Sunday, May 24, 2009

The 20 Hour Challenge - Join US!

How much time do I actually make art each week? The ongoing struggle for art time...

Honestly though, I can't blame all of my lack of completed pieces on the lack of time. Laziness, is of course, to blame for some of it!! So I'm jumping in with both feet (and both hands) into the "20 hour challenge" that fellow artist Lori Woodward Simons has created for herself and has tweeted about. Only I'm modifying with a more realistic 12 hours a week, being that I can't possibly do 20 hours with my more-than-fulltime day job and family responsibilities. That's still a stretch and I love the idea of us being accountable to our time pledge.

Not 12 hours of looking through art books.
Not 12 hours of chatting online with other artists.
Not 12 hours of blogging, tweeting or facebooking...even about art!

12 hours of hands-on art making. Each of us is choosing the hours we pledge, based on where we are in life and what we realistically can do. And we're going be accountable online, to ourselves and each other, and post our progess every Friday for a Friday Show and Tell on the American Artist Magazine forum on this page

We'd love you to join us, we can encourage each other and celebrate our successes! All skill levels, all media are welcome. Because I truly believe that increasing quantity of time will equal increaseing quality of work, not to mention finally building a body of work. I'd love to take advantage of show opportunities that crop up for me...

So c'mon! Join us! Get accountable! Pledge 10, 20, 30 hours of artmaking and let's see how we can change the world, one art piece at a time!

Tuesday, May 12, 2009

Gallery Visit at the Print Center

I'm really lucky that I work a few blocks from the Print Center and can stop by to see exhibits.

Today I saw Pulling from History: The Old Masters. Eight printmakers were the first in a series of exhibits the Print Center plans to "explore the ways that contemporary artists are "hijacking" the hsitory of the printed image to create new work".

This really rings a chord with me, I LOVE how I can use the most ancient form of printing and give it life in 2009. Similarly, the more modern old methods were also employed skillfully by the exhibiting artists. However, as a woodcut relief printmaker, I was a little disappointed that only one of the two dozen prints was a woodcut.

But it was a dandy by Andrew Raftery, a chiaroscuro from five blocks in blue and gray. I especially enjoyed the linework in the darkest gray.

There were woodcut prints for sale in the gift shop, along with all other types of prints and photography, and all of it worth a look.

If you're interested in stopping in, hurry, because this exhibit ends on May 16, 2009. The Print Center is at 1614 Latimer, Philadelphia.

Monday, May 11, 2009

My slice of the pie

I think it was Tina who tweeted a post that suggested making a pie chart of how you spend your art time. (thanks, tina!) I've been mulling on this.
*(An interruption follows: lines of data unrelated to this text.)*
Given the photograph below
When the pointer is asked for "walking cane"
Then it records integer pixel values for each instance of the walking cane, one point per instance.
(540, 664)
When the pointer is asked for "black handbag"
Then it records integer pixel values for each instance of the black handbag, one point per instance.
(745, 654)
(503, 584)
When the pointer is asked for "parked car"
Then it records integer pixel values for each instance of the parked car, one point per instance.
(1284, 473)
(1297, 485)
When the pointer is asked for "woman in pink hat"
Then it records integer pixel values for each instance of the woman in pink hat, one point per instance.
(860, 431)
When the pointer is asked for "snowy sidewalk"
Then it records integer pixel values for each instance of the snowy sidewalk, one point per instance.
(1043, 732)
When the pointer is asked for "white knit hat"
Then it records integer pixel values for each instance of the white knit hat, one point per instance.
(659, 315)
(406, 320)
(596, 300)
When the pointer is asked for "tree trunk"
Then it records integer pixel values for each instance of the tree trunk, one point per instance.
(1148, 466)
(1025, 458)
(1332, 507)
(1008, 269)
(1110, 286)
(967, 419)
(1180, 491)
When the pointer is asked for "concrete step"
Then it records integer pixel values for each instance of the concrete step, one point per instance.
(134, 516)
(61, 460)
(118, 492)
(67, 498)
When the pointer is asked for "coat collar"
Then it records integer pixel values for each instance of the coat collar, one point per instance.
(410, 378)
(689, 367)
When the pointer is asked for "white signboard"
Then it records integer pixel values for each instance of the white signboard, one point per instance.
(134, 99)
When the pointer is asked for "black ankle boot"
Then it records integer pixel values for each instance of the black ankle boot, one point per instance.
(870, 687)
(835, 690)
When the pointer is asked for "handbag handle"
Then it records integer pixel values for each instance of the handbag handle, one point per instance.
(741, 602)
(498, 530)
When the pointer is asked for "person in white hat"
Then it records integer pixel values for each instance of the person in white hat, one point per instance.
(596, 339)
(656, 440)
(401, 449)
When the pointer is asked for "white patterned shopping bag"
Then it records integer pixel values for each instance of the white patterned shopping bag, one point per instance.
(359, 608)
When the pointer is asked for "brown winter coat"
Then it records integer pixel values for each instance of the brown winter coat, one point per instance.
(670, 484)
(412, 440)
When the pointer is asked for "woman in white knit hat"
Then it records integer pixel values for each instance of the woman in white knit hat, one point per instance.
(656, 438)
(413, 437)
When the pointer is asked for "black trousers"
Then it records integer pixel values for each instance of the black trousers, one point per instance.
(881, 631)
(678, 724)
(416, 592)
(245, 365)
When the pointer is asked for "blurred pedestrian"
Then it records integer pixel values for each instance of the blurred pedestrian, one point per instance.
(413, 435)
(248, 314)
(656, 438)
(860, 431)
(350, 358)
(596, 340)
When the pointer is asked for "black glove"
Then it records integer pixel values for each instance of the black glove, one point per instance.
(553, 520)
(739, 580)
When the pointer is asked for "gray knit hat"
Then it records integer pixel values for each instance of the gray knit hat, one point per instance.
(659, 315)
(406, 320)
It's not just my "art pie" I have to manage (just how much is spent ACTUALLY making art?) but my "life pie".

When I think about how few minutes in a week I can actually devote to art, it's a very small slice, indeed! (If only my slices of pecan pie were so slim!!)

And even when I have the time to make art, the time isn't always quality. If I'm exhausted and it's late...what I make will be awful anyway. I have to manage my days better.

But I am resolved to tighten up my time outside of art to make more time for art. ("No sacrifice is too great for art", as Ray Davies says).

I'm finding a lot of success in not sitting. Truly! I usually like to have a nice cup of tea when I get home, but no more...at least not sitting. If I keep on my feet, I get a ton done, and when I finally do sit, I'm half asleep. Half asleep but happy with what I've accomplished, whether it's from the life pie or art pie or both.

I know EXACTLY when I have to leave the house for work...and I straighten up the house every minute between when I'm dressed and I leave...less to do later when the potential to make art is!

And I'm resolved to never blow a whole day on the 'net...which I've done before. Lots. I wasted days arguing over whether the US should or shouldn't start a war in Iraq. Lots of good it did! It did nothing for my art, didn't move me along an inch, yet somehow since it was on an art site, it felt like "art pie".

So I resolve to look very closely at what IS art pie and what just feels like it. Some people want to make art. Some people just want to be artists. If my life pie can't fit in a generous slice of authentic art making...what am I?